3663 has again done its research to enable it to offer a range to satisfy everyone. "Consumers are looking towards 'comfort' dining, with many retro lines increasingly popular," says marketing manager Angela May. "People look to the familiar but also want a slightly different slant to keep things interesting.

"Unquestionably, it's a challenging market and our customers' margins are constantly being squeezed. However, our teams are on hand to work with customers on everything from portion sizes to cooking methods and menu design to plate presentation ideas. This year, our range, deals and support will help give them plenty of reasons to celebrate Christmas."

According to 3663, its promotions generated more than £2m worth of savings to customers last year. This year it is providing even better value through exclusive promotions focused around customers' most popular menu choices.

Deals include giving away free stuffing or pigs in blankets with every two easy carve turkeys, and two free cherry cheesecakes with every blackcurrant cheesecake bought.

Every deal earns points in its Safari loyalty programme, which can be redeemed against items that include high street vouchers, iPods and DVDs. "As a reward for their loyalty, last year our customers earned nearly 75 million points over the festive period," adds May.

Its range includes more than 70 new lines. Also new is its '12 Days of Christmas' own brand range consisting of 12 products that have been taste tested by a panel of food lovers. These range from chicken stuffed with roquefort cheese and fi g to chocolate caramel salted torte. In addition ViVAS, 3663's wine arm, has added the fizz.

For its autumn/winter/Christmas range, Brakes has again focused on British and sustainably sourced produce. Its aim is to keep things simple in the kitchen to help chefs deliver good meals without any hassle. "We look at trends for the year and products in season, then develop ingredient combinations until we create the perfect dishes," says head of food marketing Sally Sturley. "Our aim is to ensure every dish caters for the full spectrum of foodservice operators."

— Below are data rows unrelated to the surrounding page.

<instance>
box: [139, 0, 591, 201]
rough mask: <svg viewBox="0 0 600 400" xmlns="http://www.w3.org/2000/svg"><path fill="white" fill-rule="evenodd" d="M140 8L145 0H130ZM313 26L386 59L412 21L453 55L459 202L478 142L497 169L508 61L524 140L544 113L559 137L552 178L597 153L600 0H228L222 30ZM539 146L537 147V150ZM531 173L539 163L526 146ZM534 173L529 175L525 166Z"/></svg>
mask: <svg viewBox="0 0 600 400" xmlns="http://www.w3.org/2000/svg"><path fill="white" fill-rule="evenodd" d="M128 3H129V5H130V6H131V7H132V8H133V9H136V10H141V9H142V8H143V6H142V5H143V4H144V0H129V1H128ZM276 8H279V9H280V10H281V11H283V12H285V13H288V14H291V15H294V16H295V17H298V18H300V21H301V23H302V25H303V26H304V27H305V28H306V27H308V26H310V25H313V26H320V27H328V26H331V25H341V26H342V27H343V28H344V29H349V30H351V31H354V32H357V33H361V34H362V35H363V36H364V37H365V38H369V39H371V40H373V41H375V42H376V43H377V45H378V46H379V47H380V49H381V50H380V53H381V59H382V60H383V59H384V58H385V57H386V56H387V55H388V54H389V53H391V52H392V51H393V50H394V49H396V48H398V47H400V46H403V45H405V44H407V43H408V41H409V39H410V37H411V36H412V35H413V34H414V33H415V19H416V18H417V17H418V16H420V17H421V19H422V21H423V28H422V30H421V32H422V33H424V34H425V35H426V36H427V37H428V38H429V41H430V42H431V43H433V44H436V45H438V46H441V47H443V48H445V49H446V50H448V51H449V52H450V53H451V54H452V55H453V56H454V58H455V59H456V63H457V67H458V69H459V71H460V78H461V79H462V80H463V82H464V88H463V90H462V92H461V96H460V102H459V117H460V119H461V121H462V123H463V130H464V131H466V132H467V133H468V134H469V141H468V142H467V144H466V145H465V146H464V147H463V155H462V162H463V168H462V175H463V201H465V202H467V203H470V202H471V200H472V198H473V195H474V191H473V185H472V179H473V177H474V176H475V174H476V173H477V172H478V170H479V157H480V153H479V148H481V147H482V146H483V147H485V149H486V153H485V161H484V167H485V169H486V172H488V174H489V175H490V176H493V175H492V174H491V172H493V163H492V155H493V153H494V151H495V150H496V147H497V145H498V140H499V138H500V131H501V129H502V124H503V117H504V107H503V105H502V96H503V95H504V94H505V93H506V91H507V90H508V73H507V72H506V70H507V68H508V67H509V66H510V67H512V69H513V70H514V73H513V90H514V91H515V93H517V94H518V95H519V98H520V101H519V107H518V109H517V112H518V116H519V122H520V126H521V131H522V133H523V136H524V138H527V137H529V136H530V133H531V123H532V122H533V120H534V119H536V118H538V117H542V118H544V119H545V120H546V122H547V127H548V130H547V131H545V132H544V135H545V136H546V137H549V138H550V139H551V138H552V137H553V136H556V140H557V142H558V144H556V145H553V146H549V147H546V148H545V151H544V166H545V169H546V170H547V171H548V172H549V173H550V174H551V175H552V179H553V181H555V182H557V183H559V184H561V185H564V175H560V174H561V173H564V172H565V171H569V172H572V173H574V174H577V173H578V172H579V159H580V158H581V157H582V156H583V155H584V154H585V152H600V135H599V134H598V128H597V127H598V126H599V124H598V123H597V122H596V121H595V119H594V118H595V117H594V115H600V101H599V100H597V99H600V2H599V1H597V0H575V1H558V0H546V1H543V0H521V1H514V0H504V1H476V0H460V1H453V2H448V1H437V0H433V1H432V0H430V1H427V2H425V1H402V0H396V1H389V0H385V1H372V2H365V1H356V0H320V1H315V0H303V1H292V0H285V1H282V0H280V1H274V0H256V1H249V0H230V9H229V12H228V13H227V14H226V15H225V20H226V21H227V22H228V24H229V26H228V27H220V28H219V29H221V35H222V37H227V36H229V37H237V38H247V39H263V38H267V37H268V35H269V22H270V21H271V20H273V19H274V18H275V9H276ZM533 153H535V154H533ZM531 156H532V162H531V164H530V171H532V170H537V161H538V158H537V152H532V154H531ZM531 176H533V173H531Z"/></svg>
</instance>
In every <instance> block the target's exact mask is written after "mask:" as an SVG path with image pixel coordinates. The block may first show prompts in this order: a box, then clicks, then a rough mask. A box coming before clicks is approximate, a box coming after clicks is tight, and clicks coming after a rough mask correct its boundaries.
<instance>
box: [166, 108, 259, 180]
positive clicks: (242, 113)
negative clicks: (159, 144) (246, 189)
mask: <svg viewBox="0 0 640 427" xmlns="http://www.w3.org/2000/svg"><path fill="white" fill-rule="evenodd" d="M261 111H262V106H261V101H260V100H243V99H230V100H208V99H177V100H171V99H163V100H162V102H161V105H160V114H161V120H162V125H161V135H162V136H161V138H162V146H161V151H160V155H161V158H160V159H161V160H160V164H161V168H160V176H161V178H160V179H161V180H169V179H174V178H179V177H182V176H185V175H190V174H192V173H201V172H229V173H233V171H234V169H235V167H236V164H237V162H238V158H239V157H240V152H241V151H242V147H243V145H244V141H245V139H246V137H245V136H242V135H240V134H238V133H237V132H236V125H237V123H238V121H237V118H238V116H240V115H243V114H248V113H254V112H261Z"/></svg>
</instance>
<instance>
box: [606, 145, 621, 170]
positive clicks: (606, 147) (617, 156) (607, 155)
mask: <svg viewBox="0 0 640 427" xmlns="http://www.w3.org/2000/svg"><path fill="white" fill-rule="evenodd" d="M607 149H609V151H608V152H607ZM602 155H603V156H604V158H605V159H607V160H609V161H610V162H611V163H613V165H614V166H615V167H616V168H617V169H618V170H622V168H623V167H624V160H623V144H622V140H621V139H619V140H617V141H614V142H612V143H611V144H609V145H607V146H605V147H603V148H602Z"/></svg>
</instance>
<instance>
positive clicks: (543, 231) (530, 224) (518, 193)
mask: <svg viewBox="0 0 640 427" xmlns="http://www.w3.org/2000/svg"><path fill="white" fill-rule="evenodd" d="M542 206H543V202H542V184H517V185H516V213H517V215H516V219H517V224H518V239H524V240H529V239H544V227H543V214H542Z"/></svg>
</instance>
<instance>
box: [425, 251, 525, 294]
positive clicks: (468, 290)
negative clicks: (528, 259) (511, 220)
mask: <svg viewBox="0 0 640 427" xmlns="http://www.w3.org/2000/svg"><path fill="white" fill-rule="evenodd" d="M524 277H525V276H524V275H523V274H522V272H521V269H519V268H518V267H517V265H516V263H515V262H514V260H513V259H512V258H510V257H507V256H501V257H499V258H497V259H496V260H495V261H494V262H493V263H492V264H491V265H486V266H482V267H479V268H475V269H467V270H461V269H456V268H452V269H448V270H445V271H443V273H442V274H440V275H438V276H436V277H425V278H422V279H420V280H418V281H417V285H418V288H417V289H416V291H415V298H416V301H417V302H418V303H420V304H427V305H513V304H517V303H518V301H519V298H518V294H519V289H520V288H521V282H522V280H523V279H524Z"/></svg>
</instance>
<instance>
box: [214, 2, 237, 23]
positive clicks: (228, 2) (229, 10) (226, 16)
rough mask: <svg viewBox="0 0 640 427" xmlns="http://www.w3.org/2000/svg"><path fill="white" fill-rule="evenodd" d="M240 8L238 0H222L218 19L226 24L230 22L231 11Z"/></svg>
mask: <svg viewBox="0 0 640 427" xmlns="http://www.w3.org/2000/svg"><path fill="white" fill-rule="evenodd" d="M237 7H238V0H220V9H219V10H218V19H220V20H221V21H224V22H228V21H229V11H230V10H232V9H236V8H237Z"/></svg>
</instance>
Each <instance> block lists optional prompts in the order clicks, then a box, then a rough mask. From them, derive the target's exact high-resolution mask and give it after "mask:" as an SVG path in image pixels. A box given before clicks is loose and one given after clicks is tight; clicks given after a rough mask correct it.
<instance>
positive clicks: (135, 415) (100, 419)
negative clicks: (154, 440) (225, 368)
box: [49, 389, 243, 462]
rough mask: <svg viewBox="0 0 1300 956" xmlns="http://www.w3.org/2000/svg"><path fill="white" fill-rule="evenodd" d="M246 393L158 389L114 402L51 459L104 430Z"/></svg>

This year it has concentrated on smaller starters such as tapas style dishes to share to encourage consumers to get through the menu, while main dishes offer alternatives to traditional turkey. For example, pre frozen British game such as pheasant dressed to impress and game casserole in individual pouches to heat and serve. New desserts include old English fruit pudding and Elizabethan tart – a take on a mince pie without the pastry top.

Sweet festive flavours from Dawn Foods includes cinnamon and nutmeg cookies and mulled wine loaf. "Although we love old favourites, there is always a place for new tastes and textures," says marketing manager Jacqui Passmore. "People are more prepared to try things in their search for a luxurious experience and caterers should look for ideas from Europe as it continues to influence British tastes."